W Polsce była przytaczana sprawa z Indii. Bardzo możliwe, że kalka z El Pais, bo do nas sporo takich artykułów dociera.
Mniejsza o to. Sprawa wyglądała tak.
Młoda dziewczyna zakochała się z wzajemnością, ale był z nie tej kasty czy czegoś tam. Rodzina nie chciała o tym słyszeć, więc uciekli i potajemnie się pobrali. Jak wiele innych par. Byli małżeństwem, ona spodziewała się dziecka. W tej sytuacji postanowiła odezwać się do matki, licząc na jej akceptację. Matka wyraziła wolę spotkania.
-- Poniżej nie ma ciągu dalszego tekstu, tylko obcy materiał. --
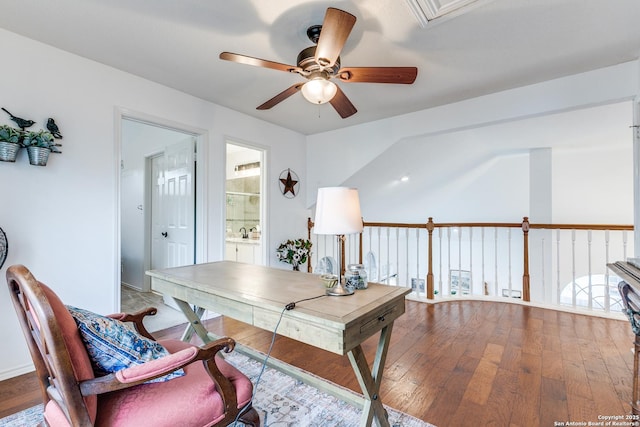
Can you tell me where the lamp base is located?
[327,283,354,297]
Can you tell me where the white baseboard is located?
[0,363,36,381]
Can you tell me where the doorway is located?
[119,115,205,303]
[225,141,267,265]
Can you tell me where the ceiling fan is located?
[220,7,418,119]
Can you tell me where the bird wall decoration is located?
[47,117,62,139]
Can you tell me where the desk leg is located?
[348,323,393,427]
[173,298,214,344]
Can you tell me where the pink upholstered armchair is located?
[7,265,260,427]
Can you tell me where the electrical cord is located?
[233,294,327,427]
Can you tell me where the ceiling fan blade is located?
[315,7,356,67]
[256,83,304,110]
[336,67,418,84]
[220,52,302,73]
[329,85,358,119]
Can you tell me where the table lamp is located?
[313,187,363,296]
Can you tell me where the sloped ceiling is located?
[0,0,640,134]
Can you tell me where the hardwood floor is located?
[0,301,634,427]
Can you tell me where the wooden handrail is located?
[307,217,634,301]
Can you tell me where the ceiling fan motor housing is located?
[298,46,340,76]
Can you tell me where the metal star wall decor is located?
[280,169,300,199]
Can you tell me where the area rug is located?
[0,352,434,427]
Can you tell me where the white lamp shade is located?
[302,77,338,104]
[313,187,363,234]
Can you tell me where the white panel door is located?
[151,138,195,269]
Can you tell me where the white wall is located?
[307,61,640,224]
[0,30,308,379]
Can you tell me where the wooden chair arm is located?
[107,307,158,341]
[80,338,235,402]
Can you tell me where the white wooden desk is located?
[147,261,410,426]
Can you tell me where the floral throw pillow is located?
[67,305,184,382]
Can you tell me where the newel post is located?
[426,217,436,299]
[307,217,313,273]
[522,216,531,302]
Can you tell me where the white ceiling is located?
[0,0,640,134]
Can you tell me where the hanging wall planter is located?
[27,146,51,166]
[22,130,60,166]
[0,125,22,162]
[0,141,22,162]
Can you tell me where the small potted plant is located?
[276,239,312,271]
[22,129,62,166]
[0,125,22,162]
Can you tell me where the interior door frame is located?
[114,107,209,310]
[222,135,271,265]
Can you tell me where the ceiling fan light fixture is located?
[301,77,338,104]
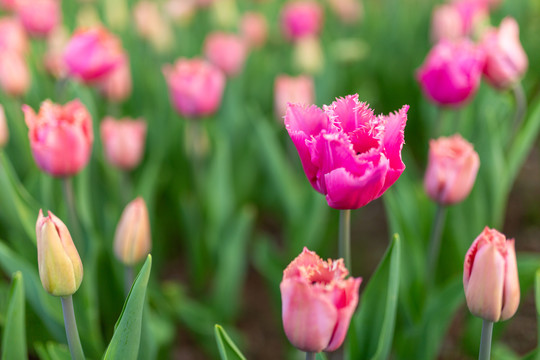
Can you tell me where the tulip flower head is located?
[23,100,94,177]
[114,197,152,266]
[279,248,362,352]
[463,227,520,322]
[36,210,83,296]
[424,134,480,205]
[285,95,409,209]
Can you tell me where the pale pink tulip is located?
[100,116,146,170]
[23,100,94,177]
[463,227,520,322]
[279,248,362,352]
[285,95,409,209]
[163,58,225,118]
[482,17,529,89]
[424,134,480,205]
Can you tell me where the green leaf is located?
[214,324,246,360]
[349,234,401,360]
[103,255,152,360]
[2,271,28,359]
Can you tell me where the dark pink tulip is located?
[463,227,520,322]
[281,0,324,40]
[204,32,248,76]
[416,39,485,106]
[23,100,94,177]
[100,116,146,170]
[163,58,225,118]
[482,17,529,89]
[285,95,409,209]
[279,248,362,352]
[424,134,480,205]
[16,0,62,37]
[64,27,125,82]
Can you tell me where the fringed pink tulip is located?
[23,100,94,177]
[64,27,125,82]
[163,58,225,118]
[100,116,146,170]
[285,95,409,209]
[279,248,362,352]
[281,0,324,40]
[16,0,62,37]
[482,17,529,89]
[274,75,315,119]
[416,39,485,107]
[424,134,480,205]
[463,227,520,322]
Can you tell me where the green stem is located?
[478,320,493,360]
[61,295,85,360]
[339,209,352,272]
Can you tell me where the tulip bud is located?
[36,210,83,296]
[279,248,362,352]
[424,134,480,205]
[114,197,152,265]
[463,227,520,322]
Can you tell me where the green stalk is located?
[61,295,85,360]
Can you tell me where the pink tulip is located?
[274,75,315,119]
[23,100,94,177]
[279,248,362,352]
[204,32,247,76]
[463,227,520,322]
[240,12,268,48]
[424,134,480,205]
[64,27,125,82]
[285,95,409,209]
[281,0,324,40]
[100,116,146,170]
[16,0,62,37]
[482,17,529,89]
[163,58,225,118]
[0,51,31,97]
[417,39,485,106]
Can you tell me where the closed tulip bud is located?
[463,227,520,322]
[114,197,152,266]
[424,134,480,205]
[23,100,94,177]
[101,116,146,170]
[36,210,83,296]
[279,248,362,352]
Dziewczyna cieszyła się, że się wreszcie pojednają, tęskniła. Odwróciła się, żeby zaparzyć herbatę. Wtedy podszedł do niej brat i… obciął jej głowę.
Nakłoniła go do tego matka. Więc uknuła morderstwo własnej córki i przyszłego wnuczka, a z syna zrobiła mordercę… Ale honor rodziny uratowała…
Takie rzeczy tam potrafią odchodzić, za pełnym przyzwoleniem innych kobiet. Tych starszych, co jakby za własne życie chciały się na młodych zemścić.
Mimo to nie należy zapominać, że od jakiegoś czasu tego typu praktyki są zwalczane i wykorzeniane. Traktowane jako patologia przez normalniejszą część społeczeństwa.
A jeszcze z tym syndromem sztokholmskim, to nie do końca. Różne są ich sytuacje i one często bardzo dobrze czują się w swojej kulturze, nas uważając za niewolnice.
Dlatego, ze musimy zarabiać na dom, nawet wychowując dzieci. Że dajemy się wykorzystywać mężczyznom seksualnie, zostajemy same z dziećmi, na które ojcowie nie łożą, albo mamy mężów alkoholików. Do tego jesteśmy poddawana ciągłej presji idealnego wyglądu, podczas, gdy każda z nich traktowana jest jak bóstwo przez to tabu i spragnienie kobiety. Nie ma anoreksji, bulimii. Ba! Nie muszą się stroić, wystarczy, że narzucą na siebie chustę, abaję i gotowe. Zawsze mogą liczyć na pomoc- utrzymanie mężczyzn z rodziny, podczas, gdy mu bywamy zdane same na siebie, a na starość pies z kulawą nogą się o nas nie zatroszczy, bo nie zdążyłyśmy założyć rodziny, a nawet jak ją mamy, to jest tak źle wychowana, że ma nas w nosie.
Tak wiele z nich widzi naszą kulturę i powiedz, czy nie ma w tym choć grama racji?
Człowiek przywyka do tego w czym wyrósł, co go ukształtowało i w tym widzi wartość, a w nieznane demonizuje, albo idealizuje, by się boleśnie rozczarować.
Niech każdy sobie żyje po swojemu, byleby nie narzucał tego innym.